Sofia Bilius

Laughing Matter



During a visit in the Anatomical Theatre within the Uppsala University Museum I became inspired to create an exhibition specifically for that space. My idea was to create paintings that would be connected to the original function of the Theatre and feel in some way integrated with the original architecture.

The Anatomical theatre in Uppsala, Sweden is built like an amphitheatre, with a table for post-mortem examinations at its epicenter. The spectators’ gallery is so high and narrow that to reach various viewing levels one’s body has to move in awkward and unusual ways. When I focus on the dissection table where executed 17th century criminals where cut open for the educational benefit of medical students – as well as for paying audiences – the room feels quite creepy. Yet when I move around within the room it often feels joyful. It is also interesting to note that the museum is popular amongst children, and that the Theatre is often appreciated for the beauty of its design.
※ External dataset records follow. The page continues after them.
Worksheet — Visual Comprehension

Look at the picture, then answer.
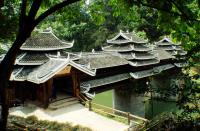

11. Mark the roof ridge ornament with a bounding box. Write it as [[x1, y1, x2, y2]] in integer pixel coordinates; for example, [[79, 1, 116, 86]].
[[43, 27, 52, 33], [57, 51, 60, 58]]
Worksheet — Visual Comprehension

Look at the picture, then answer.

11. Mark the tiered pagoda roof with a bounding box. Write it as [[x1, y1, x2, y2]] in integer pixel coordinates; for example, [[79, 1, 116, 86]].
[[20, 30, 74, 51], [10, 29, 96, 84], [155, 37, 187, 67], [102, 31, 160, 67]]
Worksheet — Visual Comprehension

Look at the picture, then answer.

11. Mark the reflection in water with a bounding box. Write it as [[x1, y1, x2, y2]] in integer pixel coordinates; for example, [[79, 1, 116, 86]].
[[93, 90, 177, 119]]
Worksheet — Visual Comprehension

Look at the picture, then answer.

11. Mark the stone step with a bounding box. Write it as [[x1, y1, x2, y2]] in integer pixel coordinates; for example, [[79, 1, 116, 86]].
[[51, 97, 78, 106], [49, 97, 80, 110]]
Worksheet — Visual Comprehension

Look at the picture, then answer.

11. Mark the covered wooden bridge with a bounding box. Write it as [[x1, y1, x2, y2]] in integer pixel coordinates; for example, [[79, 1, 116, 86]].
[[3, 29, 186, 107]]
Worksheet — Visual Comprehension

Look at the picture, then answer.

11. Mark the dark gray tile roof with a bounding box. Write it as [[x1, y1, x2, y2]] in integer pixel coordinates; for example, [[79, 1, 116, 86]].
[[75, 52, 128, 69], [156, 46, 175, 51], [124, 32, 147, 43], [16, 52, 49, 65], [102, 45, 133, 52], [129, 59, 160, 67], [107, 31, 148, 44], [130, 64, 175, 79], [21, 32, 73, 51], [81, 73, 130, 88], [27, 58, 69, 83], [153, 50, 175, 60], [14, 66, 35, 81]]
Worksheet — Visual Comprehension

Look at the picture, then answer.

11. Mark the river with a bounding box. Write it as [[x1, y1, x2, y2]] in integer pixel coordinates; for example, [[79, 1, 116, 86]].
[[93, 90, 177, 119]]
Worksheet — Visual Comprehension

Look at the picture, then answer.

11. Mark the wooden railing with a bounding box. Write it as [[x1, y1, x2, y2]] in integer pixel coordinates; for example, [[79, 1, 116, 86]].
[[78, 94, 149, 125], [88, 101, 148, 125]]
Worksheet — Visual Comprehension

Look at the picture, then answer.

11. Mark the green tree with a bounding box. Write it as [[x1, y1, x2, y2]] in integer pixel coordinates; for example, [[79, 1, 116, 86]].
[[0, 0, 78, 130]]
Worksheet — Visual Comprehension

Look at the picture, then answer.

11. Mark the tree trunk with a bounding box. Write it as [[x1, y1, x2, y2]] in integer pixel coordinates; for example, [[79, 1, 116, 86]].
[[0, 33, 27, 131]]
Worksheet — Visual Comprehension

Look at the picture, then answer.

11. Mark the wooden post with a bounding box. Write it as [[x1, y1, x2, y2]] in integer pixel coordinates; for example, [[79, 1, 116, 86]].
[[89, 100, 92, 111], [127, 112, 131, 125]]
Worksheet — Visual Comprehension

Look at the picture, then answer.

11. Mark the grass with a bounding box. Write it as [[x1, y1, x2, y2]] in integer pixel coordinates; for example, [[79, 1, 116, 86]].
[[7, 116, 92, 131], [92, 109, 128, 125]]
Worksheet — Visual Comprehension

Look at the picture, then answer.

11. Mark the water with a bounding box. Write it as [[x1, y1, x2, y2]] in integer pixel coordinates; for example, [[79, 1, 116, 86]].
[[93, 90, 177, 119]]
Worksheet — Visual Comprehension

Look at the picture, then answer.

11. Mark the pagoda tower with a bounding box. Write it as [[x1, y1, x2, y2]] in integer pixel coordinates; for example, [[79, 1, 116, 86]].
[[155, 36, 187, 67], [102, 30, 160, 67], [10, 28, 80, 84]]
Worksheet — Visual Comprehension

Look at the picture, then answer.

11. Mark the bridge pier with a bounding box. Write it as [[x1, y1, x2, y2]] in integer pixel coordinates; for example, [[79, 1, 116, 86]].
[[113, 79, 146, 117], [147, 70, 181, 101]]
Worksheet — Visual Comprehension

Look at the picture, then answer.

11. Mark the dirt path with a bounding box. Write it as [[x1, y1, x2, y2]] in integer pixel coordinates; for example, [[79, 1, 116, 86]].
[[10, 104, 128, 131]]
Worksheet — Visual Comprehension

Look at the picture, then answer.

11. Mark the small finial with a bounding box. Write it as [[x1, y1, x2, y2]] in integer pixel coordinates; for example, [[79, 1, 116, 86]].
[[57, 51, 60, 57], [92, 49, 95, 53], [43, 27, 52, 32]]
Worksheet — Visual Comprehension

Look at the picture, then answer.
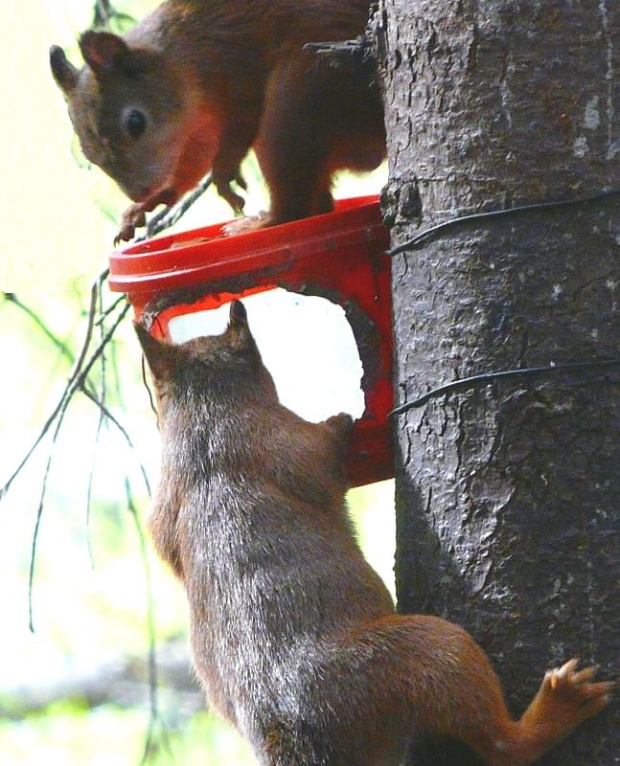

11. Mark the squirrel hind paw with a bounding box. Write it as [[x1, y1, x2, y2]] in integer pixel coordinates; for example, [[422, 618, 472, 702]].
[[541, 659, 615, 718]]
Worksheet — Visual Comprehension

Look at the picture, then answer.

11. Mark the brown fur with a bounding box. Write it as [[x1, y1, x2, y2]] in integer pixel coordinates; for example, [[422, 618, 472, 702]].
[[137, 302, 612, 766], [51, 0, 385, 239]]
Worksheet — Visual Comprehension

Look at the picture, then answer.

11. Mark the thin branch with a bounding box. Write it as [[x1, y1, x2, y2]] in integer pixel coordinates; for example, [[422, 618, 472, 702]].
[[0, 284, 129, 500], [80, 387, 151, 495], [28, 392, 70, 633], [125, 477, 169, 766], [86, 282, 106, 569], [2, 291, 75, 364], [143, 175, 212, 242]]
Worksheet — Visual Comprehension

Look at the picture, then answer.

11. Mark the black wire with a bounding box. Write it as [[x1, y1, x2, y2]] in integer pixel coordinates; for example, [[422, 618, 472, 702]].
[[387, 189, 620, 256], [388, 359, 620, 417]]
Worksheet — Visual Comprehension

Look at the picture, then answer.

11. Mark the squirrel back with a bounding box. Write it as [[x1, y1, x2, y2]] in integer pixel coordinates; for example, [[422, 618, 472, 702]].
[[137, 302, 612, 766], [51, 0, 385, 239]]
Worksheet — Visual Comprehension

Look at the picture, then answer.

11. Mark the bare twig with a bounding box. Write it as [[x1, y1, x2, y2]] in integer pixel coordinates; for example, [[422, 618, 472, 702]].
[[0, 283, 98, 500], [86, 282, 106, 569], [28, 392, 74, 633], [143, 175, 212, 242], [2, 291, 75, 364], [125, 478, 169, 766]]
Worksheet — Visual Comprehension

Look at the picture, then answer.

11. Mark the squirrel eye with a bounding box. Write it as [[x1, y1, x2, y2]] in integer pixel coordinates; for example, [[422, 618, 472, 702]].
[[124, 109, 146, 139]]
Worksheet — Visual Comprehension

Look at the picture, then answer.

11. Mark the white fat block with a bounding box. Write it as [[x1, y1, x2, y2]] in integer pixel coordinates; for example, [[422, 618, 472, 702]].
[[168, 288, 364, 422]]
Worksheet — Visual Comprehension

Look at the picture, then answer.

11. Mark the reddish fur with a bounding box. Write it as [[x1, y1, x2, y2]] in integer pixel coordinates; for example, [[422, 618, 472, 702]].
[[133, 303, 612, 766], [52, 0, 385, 239]]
While researching the literature and imagery of death I became deeply interested in the “Dance Macabre” or “Dance of Death – the late-medieval allegory on the universality of death which emphasized that, regardless of one’s station in life, the dance of death unites us all. I found that making paintings of dancing skeletons allowed me to seamlessly express both the creepiness and the joy of existence. And I’ve found that my dancing skeleton paintings often inspire in viewers the feeling that the deceased are somehow still with us - even in the same room.
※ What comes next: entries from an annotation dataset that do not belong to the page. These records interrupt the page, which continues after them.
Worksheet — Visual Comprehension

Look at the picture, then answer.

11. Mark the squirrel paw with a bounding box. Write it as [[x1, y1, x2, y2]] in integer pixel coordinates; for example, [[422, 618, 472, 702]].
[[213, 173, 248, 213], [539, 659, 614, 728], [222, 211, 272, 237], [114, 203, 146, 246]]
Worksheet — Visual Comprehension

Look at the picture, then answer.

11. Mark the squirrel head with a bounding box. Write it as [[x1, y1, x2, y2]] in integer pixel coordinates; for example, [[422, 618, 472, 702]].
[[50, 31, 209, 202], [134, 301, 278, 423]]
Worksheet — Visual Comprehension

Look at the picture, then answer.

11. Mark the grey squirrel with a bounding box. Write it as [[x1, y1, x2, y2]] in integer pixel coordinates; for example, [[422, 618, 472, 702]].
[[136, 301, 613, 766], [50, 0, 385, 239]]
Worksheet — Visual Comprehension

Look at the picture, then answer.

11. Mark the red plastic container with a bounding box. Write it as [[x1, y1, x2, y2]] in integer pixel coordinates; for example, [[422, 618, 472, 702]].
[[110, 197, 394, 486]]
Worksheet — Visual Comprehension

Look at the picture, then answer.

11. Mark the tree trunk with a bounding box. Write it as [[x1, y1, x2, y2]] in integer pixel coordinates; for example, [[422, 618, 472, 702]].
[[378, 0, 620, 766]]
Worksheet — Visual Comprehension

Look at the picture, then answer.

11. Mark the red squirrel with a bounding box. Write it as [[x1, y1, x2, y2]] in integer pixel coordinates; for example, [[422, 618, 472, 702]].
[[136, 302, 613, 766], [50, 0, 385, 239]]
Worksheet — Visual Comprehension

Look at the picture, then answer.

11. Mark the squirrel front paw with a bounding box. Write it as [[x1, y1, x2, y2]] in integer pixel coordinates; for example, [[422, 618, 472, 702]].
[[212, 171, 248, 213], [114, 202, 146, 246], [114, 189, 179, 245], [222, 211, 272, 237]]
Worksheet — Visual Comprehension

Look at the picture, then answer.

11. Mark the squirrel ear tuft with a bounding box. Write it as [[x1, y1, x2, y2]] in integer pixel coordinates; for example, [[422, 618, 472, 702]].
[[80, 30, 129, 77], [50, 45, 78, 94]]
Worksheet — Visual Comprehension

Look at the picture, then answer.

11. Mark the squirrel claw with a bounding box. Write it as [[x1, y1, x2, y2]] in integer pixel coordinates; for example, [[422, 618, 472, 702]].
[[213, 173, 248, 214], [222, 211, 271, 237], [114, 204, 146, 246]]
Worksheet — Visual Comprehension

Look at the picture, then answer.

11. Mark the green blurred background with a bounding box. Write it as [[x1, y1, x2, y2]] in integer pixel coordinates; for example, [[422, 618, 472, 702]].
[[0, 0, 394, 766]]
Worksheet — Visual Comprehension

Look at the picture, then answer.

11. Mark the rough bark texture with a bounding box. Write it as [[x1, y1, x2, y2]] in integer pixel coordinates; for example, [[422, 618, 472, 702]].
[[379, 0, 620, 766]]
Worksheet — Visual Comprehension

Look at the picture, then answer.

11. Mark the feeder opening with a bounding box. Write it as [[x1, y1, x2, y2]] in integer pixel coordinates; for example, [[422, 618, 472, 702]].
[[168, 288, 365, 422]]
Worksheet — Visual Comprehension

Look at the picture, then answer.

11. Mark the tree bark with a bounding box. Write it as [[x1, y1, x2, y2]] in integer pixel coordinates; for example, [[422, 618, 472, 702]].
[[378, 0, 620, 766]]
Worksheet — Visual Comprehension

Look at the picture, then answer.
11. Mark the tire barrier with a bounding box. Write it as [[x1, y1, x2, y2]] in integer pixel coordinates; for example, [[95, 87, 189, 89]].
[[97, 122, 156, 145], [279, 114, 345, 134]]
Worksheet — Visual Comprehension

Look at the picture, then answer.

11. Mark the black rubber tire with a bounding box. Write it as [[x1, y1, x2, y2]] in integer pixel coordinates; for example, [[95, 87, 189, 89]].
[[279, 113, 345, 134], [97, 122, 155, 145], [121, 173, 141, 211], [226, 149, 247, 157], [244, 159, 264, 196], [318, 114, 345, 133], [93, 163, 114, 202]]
This exhibition in Galleri Bergman contains works from my still in-progress series. A larger, more complete version of the series will be exhibited on the walls of the Anatomical Theatre during 2008. As I progressed with painting images of skeletons I discovered other compelling reasons for painting them. To me, they appear quite beautiful and exciting, and I also like their smile, which seems a bit ironical to me. I consider the skeletons in my pictures as people without physical feelings. And yet these figures seem to have a yearning to touch each other. Perhaps it is because they were once alive – and thus know what human touch is.